# My clown loach has laid eggs, how can I hatch them?



## HannahWhitlock (Mar 20, 2015)

Hi, I have a 200L tank, and I believe that my 2 clown loaches which are about 10cm long have laid some eggs up inside an ornament. They are a dark golden orange colour and there is about 30 of them.
I am pretty sure that it was them because hardly any of my other fish go in there, and my clown loaches will go into there for about a week, then come out again for a day or so, then back in.
This has been going on for about 3 months, but I have only just looked right inside to see some eggs!
The only other option I thought it could be was my bristlenose, I have one about 12cm and the other is only about 5cm, could they have bred?
What I want to know, is how to hatch these eggs?
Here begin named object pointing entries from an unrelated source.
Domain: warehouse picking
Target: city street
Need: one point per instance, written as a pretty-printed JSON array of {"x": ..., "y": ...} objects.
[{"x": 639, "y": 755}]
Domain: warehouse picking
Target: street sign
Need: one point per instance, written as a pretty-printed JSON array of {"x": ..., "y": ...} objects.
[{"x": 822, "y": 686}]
I don't have another tank to move them into... any suggestions?
I thought of finding a hard plastic sheet to keep the other fish away from the castle where the eggs are, could this work?


----------



## Tolak (Nov 13, 2012)

Most likely bristlenose eggs. Documented breeding of clown loachs is almost non existent, and is always by adults, which your fish are nowhere near. Bristlenose spawns are nearly always raised by the male, but on occasion they will abandon a spawn. You can try an inverted plastic container with holes over the spawn, you will need an air stone for water circulation.


----------